Essential to modern life and a familiar part of our surroundings, yet often not treated with deserved respect. Run over, walked on, crimped in windows and doors, left out in sun and storm alike, strung together, bent, yanked, and strung across rooms and under carpets, strewn across wet grass and through holes in walls, taped up and snarled in tangles that would give a sailor nightmares. Used in the office, in the lab, and in the field, taken for granted until you need one. What are we talking about? American UL power cords, one of the most indispensable tools we use today, but too often with little consideration. And, sometimes used in a fashion that could have disastrous results.
We must caution up front, that if you have more than a few Europe VDE Power Cords powering equipment in your lab, it is probably time to either call an electrician to install additional strategically placed outlets, or to rearrange equipment. Likewise, if you have any cords running through walls, up through the ceiling and down somewhere else, an electrician is definitely required. Extension cords should only be used when necessary and only for temporary use. You should always plug equipment directly into a permanent outlet when possible. Where this is not possible, however, you should begin by selecting the right cord for the job.

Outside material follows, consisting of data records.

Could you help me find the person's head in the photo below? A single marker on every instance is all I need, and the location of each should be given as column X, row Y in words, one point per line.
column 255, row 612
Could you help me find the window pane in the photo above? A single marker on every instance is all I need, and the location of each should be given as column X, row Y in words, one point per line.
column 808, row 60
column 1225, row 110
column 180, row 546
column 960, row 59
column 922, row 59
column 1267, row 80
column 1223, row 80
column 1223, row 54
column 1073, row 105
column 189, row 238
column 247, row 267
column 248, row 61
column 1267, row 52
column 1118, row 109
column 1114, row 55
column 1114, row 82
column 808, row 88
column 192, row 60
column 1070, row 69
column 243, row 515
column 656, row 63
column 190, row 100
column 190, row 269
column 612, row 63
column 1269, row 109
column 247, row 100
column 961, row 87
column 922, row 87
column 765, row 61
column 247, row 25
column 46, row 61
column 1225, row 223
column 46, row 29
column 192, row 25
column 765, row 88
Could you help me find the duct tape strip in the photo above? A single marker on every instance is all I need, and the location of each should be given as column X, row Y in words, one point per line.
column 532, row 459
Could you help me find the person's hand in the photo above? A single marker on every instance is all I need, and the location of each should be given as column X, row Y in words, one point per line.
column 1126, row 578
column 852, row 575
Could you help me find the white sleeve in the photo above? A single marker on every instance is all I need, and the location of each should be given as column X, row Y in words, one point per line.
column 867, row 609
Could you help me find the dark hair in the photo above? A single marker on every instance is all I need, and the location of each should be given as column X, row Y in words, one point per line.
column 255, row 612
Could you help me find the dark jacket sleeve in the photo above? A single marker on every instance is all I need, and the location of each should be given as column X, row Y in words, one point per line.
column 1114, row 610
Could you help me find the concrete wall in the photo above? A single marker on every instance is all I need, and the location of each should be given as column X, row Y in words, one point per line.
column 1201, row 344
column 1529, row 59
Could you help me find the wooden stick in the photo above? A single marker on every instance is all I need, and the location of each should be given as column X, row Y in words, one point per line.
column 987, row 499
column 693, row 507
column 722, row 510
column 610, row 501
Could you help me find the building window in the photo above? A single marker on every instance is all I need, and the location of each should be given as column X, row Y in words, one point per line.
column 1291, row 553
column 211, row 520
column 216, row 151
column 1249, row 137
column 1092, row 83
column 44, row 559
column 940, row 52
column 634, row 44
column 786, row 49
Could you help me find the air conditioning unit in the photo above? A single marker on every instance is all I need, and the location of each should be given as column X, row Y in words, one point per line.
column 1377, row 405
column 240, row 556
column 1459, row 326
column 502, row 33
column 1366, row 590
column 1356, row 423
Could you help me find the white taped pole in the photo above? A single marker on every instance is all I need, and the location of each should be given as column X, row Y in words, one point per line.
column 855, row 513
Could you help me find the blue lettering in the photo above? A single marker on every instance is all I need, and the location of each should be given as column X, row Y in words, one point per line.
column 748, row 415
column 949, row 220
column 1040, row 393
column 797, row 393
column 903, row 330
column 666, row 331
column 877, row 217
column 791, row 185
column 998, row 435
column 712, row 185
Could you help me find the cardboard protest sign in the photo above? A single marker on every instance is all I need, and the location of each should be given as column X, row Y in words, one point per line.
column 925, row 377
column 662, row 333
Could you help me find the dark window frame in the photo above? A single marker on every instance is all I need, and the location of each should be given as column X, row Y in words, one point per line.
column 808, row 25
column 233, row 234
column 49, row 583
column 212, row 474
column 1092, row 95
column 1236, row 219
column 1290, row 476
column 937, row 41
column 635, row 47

Outdoor use extension cords, and many equipment cords, have a tough outer layer designed to protect the inner wires. If the outer jacket is damaged, the softer inner insulation around the wires can easily become damaged as well. Does this mean you should whip out the tape to repair it? No, damage to an extension cord jacket, or any cord for that matter, should never be fixed by wrapping it with tape. Even electrical tape does not have sufficient strength or abrasion resistance to make a permanent repair as required by OSHA. A taped-up extension or power cord to a piece of equipment is an easy OSHA citation.

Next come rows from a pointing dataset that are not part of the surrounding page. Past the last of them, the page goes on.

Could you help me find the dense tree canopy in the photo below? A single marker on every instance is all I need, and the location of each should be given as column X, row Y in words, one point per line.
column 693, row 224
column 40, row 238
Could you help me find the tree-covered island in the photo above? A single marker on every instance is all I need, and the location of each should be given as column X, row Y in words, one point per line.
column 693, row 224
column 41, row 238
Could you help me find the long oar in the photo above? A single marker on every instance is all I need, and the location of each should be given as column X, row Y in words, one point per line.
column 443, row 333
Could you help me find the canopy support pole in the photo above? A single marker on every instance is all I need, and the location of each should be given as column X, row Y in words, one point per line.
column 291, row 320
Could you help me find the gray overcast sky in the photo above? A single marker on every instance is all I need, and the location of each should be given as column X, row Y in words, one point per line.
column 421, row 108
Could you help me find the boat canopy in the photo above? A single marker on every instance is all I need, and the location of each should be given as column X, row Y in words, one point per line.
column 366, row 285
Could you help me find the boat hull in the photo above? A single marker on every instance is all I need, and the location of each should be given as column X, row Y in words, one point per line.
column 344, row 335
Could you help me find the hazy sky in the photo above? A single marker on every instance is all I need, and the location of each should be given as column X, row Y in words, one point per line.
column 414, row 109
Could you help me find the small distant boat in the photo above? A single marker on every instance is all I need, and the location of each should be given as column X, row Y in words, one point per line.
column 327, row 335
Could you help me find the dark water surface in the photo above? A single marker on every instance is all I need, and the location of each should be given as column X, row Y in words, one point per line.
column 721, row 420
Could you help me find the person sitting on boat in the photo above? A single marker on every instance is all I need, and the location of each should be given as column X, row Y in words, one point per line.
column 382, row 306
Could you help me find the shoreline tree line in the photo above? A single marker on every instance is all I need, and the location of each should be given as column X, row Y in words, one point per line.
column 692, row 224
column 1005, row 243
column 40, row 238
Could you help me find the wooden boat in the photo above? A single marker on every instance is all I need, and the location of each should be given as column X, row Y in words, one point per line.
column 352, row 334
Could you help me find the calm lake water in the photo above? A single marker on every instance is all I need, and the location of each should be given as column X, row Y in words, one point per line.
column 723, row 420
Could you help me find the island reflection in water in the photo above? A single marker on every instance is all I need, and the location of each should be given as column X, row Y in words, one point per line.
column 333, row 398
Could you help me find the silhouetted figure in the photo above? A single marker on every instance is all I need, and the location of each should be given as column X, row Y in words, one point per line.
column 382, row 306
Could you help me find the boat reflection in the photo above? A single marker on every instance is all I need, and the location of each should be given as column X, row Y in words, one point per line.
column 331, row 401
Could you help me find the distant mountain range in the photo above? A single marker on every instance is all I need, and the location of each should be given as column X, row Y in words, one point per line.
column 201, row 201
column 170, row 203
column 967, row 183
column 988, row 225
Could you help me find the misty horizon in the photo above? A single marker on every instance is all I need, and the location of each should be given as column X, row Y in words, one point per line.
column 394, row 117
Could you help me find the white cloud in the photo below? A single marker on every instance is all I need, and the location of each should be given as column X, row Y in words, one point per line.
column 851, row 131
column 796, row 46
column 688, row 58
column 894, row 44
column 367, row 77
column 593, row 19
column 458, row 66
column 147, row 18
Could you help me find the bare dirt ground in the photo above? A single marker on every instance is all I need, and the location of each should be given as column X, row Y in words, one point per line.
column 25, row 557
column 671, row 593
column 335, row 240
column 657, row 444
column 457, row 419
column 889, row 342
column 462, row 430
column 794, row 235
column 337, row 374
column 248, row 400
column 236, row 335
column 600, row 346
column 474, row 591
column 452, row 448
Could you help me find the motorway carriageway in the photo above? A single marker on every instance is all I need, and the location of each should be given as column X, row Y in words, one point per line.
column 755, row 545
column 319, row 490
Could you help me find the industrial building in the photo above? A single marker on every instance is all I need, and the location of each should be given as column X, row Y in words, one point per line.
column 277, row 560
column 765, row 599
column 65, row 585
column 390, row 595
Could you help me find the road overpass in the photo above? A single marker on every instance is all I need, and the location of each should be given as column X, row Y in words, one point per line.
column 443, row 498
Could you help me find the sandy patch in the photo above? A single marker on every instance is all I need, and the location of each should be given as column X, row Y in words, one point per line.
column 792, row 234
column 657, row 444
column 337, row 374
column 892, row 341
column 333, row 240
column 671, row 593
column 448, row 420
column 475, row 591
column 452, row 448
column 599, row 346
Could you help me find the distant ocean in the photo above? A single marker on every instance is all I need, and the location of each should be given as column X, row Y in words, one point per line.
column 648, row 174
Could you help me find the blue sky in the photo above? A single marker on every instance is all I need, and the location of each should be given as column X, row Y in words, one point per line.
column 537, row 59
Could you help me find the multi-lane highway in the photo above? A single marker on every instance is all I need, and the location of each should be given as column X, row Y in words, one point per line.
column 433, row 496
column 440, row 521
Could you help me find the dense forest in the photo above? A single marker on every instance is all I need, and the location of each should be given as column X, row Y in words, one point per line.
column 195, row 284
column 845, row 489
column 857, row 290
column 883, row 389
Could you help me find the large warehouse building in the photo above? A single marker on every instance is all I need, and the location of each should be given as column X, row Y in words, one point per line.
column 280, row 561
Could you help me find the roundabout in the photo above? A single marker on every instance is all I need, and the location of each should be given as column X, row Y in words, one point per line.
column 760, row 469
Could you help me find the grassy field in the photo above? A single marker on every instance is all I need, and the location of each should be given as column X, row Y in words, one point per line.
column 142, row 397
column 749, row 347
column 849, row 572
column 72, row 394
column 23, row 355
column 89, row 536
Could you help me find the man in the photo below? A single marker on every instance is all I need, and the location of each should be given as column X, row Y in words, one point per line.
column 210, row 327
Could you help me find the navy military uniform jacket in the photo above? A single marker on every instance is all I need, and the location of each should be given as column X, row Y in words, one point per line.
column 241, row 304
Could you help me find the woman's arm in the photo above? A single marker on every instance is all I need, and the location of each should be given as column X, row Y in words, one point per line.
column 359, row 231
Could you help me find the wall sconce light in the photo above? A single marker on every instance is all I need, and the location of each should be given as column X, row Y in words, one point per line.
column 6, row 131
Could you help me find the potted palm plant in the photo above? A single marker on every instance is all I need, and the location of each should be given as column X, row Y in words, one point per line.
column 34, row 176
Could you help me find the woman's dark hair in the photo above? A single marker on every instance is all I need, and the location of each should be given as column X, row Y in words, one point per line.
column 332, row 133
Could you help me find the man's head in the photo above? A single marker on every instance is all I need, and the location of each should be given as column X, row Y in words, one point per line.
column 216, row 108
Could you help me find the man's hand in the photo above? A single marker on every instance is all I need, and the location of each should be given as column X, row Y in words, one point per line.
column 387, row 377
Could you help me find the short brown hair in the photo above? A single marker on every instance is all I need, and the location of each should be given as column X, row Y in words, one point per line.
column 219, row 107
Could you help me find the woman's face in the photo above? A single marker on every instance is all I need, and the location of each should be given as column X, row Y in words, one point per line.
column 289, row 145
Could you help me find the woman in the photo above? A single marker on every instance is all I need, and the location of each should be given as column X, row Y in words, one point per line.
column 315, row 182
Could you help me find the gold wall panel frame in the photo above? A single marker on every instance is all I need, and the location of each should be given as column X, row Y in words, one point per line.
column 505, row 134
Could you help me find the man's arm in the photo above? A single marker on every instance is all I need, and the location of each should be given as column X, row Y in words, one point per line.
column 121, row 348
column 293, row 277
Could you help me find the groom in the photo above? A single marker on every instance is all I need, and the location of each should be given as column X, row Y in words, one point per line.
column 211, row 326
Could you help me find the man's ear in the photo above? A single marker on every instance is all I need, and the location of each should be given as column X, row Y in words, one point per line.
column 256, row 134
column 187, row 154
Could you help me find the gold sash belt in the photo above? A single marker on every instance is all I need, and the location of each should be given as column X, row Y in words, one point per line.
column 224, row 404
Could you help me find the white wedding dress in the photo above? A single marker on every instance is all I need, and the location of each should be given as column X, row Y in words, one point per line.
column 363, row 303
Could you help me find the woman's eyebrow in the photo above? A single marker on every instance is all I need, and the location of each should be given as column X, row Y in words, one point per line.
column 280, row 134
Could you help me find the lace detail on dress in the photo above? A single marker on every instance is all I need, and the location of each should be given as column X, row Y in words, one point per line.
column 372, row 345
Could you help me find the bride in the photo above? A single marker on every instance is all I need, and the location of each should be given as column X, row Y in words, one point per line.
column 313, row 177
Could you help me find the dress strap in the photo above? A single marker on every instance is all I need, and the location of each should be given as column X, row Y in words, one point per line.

A tertiary care 1000 bedded hospital contains more than 10,000 pieces of equipment worth approximately 41 million USD, while the Australia SAA Power Cords supplied along with the imported equipment do not comply with country-specific norms. Moreover, the local vendors procure power cords with type D/M plug to complete installation and also on-site electrical safety test is not performed. Hence, this project was undertaken to evaluate the electrical safety of all life-saving equipment purchased in the year 2013, referring to the guidelines of International Electrotechnical Commission 62353, the Association for the Advancement of Medical Instrumentation (AAMI) and National Fire Protection Association (NFPA)-99 hospital standard for the analysis of protective earth resistance and chassis leakage current. This study was done with a measuring device namely electrical safety analyser 612 model from Fluke Biomedical.

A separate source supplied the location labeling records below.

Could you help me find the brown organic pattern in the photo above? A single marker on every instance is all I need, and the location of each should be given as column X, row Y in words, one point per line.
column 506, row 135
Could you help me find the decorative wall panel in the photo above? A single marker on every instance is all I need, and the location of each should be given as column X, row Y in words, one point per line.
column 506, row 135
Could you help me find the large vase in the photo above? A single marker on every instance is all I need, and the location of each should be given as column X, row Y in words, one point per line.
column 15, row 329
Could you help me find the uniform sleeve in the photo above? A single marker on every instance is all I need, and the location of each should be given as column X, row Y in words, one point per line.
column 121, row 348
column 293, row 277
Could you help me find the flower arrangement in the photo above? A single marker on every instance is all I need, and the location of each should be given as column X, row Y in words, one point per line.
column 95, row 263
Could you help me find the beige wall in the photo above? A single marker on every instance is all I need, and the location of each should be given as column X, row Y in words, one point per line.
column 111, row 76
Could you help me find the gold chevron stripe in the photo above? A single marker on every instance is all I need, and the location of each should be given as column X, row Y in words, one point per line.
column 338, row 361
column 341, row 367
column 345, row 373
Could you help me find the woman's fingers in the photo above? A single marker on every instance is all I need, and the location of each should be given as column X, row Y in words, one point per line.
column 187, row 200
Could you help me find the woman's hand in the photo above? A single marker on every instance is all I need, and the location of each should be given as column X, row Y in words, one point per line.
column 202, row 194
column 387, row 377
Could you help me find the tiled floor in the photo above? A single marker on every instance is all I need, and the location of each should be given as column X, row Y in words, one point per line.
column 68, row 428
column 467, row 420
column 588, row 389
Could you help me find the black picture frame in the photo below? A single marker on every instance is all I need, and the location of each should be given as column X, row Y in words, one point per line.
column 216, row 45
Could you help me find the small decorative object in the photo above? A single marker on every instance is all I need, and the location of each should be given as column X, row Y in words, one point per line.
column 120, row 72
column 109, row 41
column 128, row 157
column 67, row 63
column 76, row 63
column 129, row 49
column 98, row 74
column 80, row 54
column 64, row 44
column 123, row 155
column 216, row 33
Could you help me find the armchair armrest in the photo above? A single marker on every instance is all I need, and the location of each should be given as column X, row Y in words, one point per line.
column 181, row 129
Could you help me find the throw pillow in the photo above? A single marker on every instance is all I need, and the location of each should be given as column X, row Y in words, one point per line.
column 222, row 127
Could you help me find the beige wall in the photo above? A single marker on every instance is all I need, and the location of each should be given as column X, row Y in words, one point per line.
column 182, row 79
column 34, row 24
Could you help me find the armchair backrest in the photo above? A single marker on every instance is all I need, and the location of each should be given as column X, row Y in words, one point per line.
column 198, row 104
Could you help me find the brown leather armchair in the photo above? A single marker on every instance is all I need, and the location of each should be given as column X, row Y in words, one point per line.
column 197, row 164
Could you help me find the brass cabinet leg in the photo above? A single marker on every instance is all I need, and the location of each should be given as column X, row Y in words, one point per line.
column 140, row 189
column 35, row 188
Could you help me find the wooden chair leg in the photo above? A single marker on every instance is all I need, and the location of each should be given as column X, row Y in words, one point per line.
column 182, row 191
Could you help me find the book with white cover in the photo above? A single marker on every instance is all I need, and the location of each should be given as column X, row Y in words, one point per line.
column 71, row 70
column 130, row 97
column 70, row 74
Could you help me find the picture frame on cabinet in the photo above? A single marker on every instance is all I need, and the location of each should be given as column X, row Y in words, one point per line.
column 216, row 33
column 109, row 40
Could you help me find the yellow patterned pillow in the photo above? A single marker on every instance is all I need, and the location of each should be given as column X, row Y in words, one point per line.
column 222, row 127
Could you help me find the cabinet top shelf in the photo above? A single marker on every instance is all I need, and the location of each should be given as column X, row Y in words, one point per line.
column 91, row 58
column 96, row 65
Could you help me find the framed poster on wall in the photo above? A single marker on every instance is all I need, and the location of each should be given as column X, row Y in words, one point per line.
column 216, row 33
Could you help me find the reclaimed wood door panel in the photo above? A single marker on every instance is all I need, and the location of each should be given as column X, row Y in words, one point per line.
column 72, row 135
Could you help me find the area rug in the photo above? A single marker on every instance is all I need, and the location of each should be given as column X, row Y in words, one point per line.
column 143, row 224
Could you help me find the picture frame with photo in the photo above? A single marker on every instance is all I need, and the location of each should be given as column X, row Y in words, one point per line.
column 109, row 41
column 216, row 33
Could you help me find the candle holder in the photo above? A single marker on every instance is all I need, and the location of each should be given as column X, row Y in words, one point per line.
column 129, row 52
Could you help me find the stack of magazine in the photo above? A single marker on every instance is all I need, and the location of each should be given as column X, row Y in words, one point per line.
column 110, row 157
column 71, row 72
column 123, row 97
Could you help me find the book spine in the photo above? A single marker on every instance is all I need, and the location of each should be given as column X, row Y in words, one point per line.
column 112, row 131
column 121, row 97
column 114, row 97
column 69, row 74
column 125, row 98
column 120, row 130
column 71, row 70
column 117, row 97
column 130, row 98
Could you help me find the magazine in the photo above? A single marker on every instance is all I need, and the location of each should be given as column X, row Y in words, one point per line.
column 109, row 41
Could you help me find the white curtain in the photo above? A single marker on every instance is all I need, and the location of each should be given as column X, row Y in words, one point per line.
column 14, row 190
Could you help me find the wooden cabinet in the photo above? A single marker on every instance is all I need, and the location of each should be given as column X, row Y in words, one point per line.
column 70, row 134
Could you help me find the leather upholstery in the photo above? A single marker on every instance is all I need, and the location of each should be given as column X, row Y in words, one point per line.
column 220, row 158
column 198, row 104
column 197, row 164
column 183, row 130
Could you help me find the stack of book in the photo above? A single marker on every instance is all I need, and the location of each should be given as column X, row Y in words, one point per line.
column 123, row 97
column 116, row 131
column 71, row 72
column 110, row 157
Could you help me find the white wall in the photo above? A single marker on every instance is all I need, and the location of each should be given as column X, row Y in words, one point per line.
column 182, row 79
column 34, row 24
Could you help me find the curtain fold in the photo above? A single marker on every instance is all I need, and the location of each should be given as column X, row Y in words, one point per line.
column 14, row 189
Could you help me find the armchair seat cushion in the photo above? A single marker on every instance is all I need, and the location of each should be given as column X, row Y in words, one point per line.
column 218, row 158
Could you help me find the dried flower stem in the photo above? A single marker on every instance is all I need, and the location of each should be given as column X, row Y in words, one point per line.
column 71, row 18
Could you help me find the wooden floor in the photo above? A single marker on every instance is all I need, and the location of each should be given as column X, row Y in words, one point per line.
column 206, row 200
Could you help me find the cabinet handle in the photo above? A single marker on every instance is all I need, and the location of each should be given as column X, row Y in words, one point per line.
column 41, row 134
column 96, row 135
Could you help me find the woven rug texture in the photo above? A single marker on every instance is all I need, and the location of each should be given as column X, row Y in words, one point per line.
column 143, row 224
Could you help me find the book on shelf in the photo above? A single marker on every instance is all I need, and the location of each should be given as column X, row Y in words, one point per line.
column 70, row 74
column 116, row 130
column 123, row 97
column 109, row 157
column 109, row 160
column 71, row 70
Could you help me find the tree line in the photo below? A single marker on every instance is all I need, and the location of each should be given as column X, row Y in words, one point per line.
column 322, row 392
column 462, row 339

We conducted electrical safety study on 200 life-saving equipment purchased in the year 2012–2013 in Jawaharlal Institute of Postgraduate Medical Education and Research, Pondicherry [Table 1]. They belonged to Class I category with detachable Swiss SEV Power Cords of power consumption <1.5 KVA (kilovolt ampere). Class II category, non-detachable power cord equipment and permanently installed equipment were excluded from the testing. Since all the tested equipment were newly purchased, the influence of film resistance was excluded. The electrical safety analyser (ESA) 612 model was used which is capable of measuring low resistance up to 2 Ω with an accuracy of ±2% and leakage current from 0 μA to 1999 μA with an accuracy of ±1%. The analyser incorporates test algorithm of Association for the Advancement of Medical Instrumentation(AAMI)/National Fire Protection Association (NFPA)-99 hospital standard and IEC 62353. All the measurements were manually obtained for better accuracy.